Lee Reich provides a valuable guide to uncommon fruits and berries, which add an adventurous flavor to any garden. Though names like jujube, juneberry, maypop, and shipova may seem exotic at first glance, these fruits offer ample rewards to the gardener willing to go only slightly off the beaten path at local nurseries. Reliable even in the toughest garden situations, cold-hardy, and pest- and disease-resistant, they are as enticing to the beginner as to the advanced gardener. This expanded sequel to the author's celebrated Uncommon Fruits Worthy of Attention offers new fruits, new varieties, and new photos and illustrations to entice the reader into an exciting world of garden pleasure.
Lee Reich, PhD started out pursuing an academic career, a trajectory that came to an abrupt halt during his second year in graduate school while studying quantum chemistry. He dropped out, moved to Vermont to ponder, and, after a year, immersed himself in the study and practice of agriculture: reading popular and academic works, entering graduate school, and gardening like a madman.

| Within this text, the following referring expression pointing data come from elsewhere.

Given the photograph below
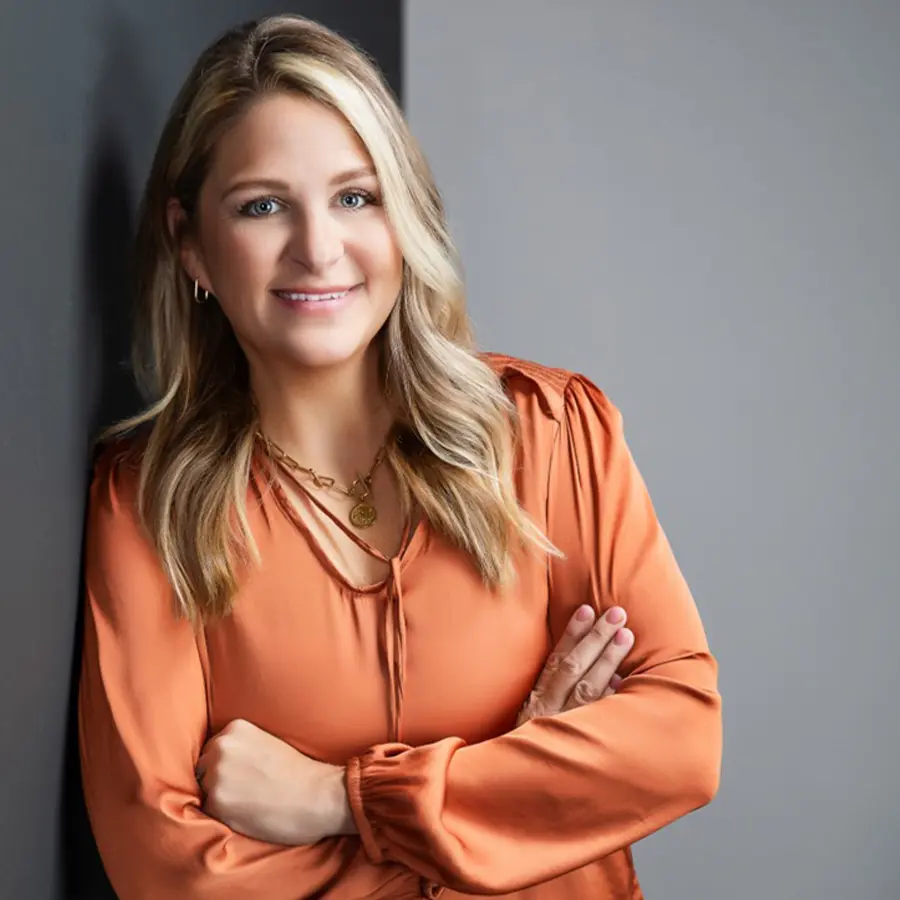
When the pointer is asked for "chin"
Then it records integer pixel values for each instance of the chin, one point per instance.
(326, 355)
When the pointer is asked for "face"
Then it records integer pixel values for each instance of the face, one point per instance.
(292, 237)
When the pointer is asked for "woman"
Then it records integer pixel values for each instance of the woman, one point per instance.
(326, 566)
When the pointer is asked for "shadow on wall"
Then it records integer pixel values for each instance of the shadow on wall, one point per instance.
(122, 113)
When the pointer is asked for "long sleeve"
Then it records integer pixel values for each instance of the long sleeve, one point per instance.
(142, 724)
(561, 792)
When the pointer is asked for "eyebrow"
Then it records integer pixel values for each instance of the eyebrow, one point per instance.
(275, 185)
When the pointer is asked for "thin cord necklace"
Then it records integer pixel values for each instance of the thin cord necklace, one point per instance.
(363, 513)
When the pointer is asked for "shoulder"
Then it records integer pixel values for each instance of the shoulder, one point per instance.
(115, 480)
(559, 395)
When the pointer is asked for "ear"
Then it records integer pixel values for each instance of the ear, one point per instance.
(188, 246)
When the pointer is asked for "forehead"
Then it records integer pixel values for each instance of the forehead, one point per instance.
(291, 137)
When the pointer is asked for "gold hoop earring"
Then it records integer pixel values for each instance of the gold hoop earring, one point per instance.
(197, 290)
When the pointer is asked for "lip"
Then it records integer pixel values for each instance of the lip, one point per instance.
(334, 289)
(316, 307)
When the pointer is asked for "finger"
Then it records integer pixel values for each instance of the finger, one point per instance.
(602, 674)
(579, 625)
(573, 667)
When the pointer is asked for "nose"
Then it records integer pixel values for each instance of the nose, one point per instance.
(317, 240)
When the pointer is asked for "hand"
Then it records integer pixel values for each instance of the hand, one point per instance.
(582, 666)
(262, 787)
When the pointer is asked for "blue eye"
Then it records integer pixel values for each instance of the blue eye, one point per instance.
(261, 208)
(349, 199)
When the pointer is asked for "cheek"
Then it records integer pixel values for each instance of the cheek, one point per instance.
(380, 255)
(244, 255)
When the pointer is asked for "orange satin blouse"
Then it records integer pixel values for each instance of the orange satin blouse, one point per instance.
(414, 684)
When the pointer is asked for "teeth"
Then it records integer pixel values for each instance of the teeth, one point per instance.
(311, 298)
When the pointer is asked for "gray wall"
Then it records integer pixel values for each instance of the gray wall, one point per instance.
(698, 205)
(84, 87)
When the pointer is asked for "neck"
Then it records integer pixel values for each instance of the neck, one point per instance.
(332, 419)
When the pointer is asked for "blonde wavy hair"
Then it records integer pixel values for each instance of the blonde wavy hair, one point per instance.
(455, 451)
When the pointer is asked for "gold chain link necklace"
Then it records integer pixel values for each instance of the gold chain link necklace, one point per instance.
(363, 514)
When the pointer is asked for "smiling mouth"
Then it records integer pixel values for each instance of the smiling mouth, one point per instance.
(314, 296)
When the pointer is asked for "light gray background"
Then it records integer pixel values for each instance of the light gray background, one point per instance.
(84, 88)
(698, 205)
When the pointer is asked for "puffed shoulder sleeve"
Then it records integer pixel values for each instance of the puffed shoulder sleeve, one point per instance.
(562, 791)
(142, 723)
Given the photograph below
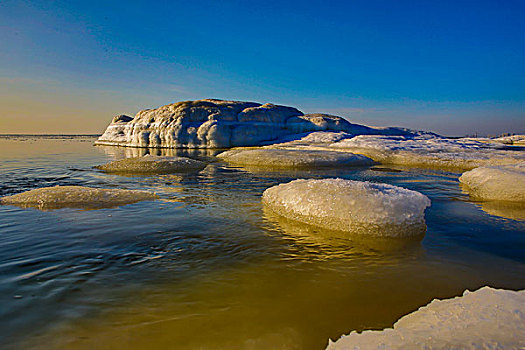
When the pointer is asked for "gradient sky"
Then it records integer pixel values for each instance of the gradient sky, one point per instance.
(453, 67)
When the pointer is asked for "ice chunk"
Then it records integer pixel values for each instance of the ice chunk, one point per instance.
(485, 319)
(152, 165)
(353, 206)
(504, 183)
(76, 197)
(280, 158)
(431, 151)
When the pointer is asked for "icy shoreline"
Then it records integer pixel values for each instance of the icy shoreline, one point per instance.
(484, 319)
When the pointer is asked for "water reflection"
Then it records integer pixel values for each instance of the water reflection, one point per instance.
(116, 152)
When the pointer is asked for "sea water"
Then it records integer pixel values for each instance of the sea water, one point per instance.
(207, 267)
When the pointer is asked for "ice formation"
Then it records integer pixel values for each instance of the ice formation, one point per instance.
(152, 165)
(351, 206)
(504, 183)
(485, 319)
(222, 124)
(280, 158)
(433, 152)
(76, 197)
(511, 140)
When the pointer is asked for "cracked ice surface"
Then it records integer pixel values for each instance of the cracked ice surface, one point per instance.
(152, 165)
(353, 206)
(76, 197)
(504, 183)
(280, 158)
(485, 319)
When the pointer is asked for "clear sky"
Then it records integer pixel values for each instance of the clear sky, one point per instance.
(453, 67)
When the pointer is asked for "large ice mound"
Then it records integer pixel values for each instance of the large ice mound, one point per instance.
(214, 123)
(280, 158)
(352, 206)
(504, 183)
(76, 197)
(152, 165)
(485, 319)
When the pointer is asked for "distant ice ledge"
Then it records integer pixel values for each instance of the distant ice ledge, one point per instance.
(214, 123)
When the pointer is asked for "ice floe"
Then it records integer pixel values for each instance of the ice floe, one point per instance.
(76, 197)
(352, 206)
(433, 152)
(152, 165)
(502, 183)
(485, 319)
(281, 158)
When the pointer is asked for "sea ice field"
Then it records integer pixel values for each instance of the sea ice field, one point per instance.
(203, 262)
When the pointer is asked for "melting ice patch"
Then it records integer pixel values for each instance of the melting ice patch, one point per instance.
(152, 165)
(485, 319)
(76, 197)
(352, 206)
(280, 158)
(504, 183)
(430, 151)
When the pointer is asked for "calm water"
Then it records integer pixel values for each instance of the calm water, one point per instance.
(207, 267)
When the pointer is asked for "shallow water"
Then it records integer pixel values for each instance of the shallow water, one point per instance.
(208, 267)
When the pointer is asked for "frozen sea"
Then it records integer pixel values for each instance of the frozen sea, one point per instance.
(206, 267)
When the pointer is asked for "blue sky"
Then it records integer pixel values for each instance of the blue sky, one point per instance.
(454, 67)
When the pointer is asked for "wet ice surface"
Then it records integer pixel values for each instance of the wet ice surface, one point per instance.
(208, 256)
(152, 165)
(425, 151)
(357, 207)
(278, 158)
(76, 197)
(485, 319)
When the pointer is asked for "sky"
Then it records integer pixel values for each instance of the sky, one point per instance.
(452, 67)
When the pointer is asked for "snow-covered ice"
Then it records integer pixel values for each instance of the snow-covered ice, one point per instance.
(280, 158)
(353, 206)
(485, 319)
(76, 197)
(152, 165)
(213, 123)
(430, 151)
(504, 183)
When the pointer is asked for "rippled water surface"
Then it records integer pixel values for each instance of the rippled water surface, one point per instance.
(207, 267)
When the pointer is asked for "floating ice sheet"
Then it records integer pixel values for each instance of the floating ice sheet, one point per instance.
(280, 158)
(433, 152)
(76, 197)
(503, 183)
(152, 165)
(485, 319)
(357, 207)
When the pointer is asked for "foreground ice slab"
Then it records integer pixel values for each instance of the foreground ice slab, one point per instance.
(503, 183)
(430, 151)
(222, 124)
(280, 158)
(351, 206)
(152, 165)
(76, 197)
(485, 319)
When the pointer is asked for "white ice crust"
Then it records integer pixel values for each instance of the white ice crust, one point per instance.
(351, 206)
(76, 197)
(485, 319)
(281, 158)
(152, 165)
(421, 150)
(502, 183)
(214, 123)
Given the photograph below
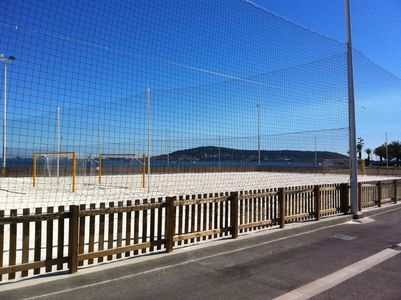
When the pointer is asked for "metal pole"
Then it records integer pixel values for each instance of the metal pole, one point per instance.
(58, 142)
(219, 151)
(148, 94)
(258, 113)
(3, 169)
(386, 151)
(351, 117)
(315, 152)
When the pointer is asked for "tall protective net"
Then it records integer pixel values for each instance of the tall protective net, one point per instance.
(213, 96)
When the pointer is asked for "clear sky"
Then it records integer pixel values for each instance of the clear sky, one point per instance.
(376, 24)
(208, 63)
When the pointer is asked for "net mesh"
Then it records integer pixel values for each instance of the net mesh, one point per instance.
(218, 95)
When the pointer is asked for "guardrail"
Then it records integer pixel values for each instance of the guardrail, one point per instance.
(46, 240)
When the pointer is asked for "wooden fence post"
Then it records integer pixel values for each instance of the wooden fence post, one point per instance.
(73, 239)
(281, 205)
(316, 193)
(344, 197)
(379, 194)
(234, 214)
(170, 223)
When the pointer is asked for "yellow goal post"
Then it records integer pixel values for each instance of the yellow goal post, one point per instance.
(138, 157)
(73, 171)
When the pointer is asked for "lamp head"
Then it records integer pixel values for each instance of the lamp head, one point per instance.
(6, 59)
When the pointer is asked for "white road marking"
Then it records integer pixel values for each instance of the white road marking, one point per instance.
(325, 283)
(181, 263)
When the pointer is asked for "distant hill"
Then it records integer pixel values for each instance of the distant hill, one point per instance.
(211, 153)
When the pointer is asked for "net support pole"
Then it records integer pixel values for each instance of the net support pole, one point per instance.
(74, 170)
(351, 116)
(58, 142)
(3, 168)
(258, 117)
(34, 170)
(99, 168)
(143, 170)
(386, 150)
(148, 96)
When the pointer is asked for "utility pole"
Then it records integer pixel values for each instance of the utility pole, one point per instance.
(5, 61)
(351, 117)
(258, 115)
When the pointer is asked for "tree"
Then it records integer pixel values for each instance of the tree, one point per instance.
(359, 147)
(380, 152)
(368, 151)
(394, 150)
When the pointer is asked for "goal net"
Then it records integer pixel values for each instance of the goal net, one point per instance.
(122, 170)
(54, 168)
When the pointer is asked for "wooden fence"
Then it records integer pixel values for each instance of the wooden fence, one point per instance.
(49, 240)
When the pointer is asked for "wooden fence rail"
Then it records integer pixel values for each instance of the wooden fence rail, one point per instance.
(52, 239)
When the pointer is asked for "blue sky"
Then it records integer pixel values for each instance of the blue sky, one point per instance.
(207, 63)
(376, 24)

After three graduate degrees, work work with the U.S. Department of Agriculture and Cornell University, and much dirt under his fingernails, he went off on his own as a freelance horticultural writer, consultant, and lecturer.
Out in the backyard, the garden developed and garnered awards ("Prettiest Vegetable Garden: from Organic Gardening magazine, "Best Vegetable Garden" from National Gardening magazine), and was featured in the New York Times and Martha Stewart Living. The garden also grew: Lee now considers himself a farmdener (more than a gardener, less than a farmer), tending his farmden in a small river valley in New York's beautiful Hudson River Valley.